Devons-nous être rassurés, nous autres qui voyons mieux? Elle est bien innocente encore. Elle aurait horreur d'imiter la grande dame de là-haut, qui a par-devant le mari, sa cour d'amants, et son page. Avouons-le pourtant, le lutin a déjà fait bien du chemin. Impossible d'avoir un page moins compromettant que celui qui se cache dans une rose. Et avec cela, il tient de l'amant. Plus envahissant que nul autre, si petit, il glisse partout.

Il glisse au cœur du mari même, lui fait sa cour, gagne ses bonnes grâces. Il lui soigne ses outils, lui travaille le jardin, et le soir, pour récompense, derrière l'enfant et le chat, se tapit dans la cheminée. On entend sa petite voix tout comme celle du grillon, mais on ne le voit pas beaucoup, à moins qu'une faible lueur n'éclaire une certaine fente où il aime à se tenir. Alors on voit, on croit voir, un minois subtil.
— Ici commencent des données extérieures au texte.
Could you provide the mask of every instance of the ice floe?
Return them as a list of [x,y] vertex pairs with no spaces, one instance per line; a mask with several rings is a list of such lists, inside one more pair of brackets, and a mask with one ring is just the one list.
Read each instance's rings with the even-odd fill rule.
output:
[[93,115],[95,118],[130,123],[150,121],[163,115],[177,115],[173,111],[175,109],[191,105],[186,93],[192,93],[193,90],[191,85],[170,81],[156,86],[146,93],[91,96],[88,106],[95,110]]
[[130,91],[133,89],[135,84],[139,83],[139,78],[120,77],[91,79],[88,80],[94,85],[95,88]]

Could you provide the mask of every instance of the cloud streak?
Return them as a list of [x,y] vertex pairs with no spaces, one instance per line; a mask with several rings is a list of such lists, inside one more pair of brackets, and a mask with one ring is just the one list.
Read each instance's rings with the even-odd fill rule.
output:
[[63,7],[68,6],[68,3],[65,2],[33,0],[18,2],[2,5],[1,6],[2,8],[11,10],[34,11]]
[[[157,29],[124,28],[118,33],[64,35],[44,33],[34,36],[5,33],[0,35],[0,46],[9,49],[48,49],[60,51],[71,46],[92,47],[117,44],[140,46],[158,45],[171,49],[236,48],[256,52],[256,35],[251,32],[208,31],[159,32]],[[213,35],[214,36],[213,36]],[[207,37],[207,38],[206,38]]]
On lui dit: «Oh! petit, nous t'avons vu!»

On leur dit bien à l'église qu'il faut se défier des Esprits, que tel qu'on croit innocent, qui glisse comme un air léger, pourrait au fond être un démon. Ils se gardent bien de le croire. Sa taille le fait croire innocent. Depuis qu'il y est, on prospère. Le mari autant que la femme y tient, et encore plus peut-être. Il voit que l'espiègle follet fait le bonheur de la maison.

IV
TENTATIONS

J'ai écarté de ce tableau les ombres terribles du temps qui l'eussent cruellement assombri. J'entends surtout l'incertitude où la famille rurale était de son sort, l'attente, la crainte habituelle de l'avanie fortuite qui pouvait d'un moment à l'autre tomber du château.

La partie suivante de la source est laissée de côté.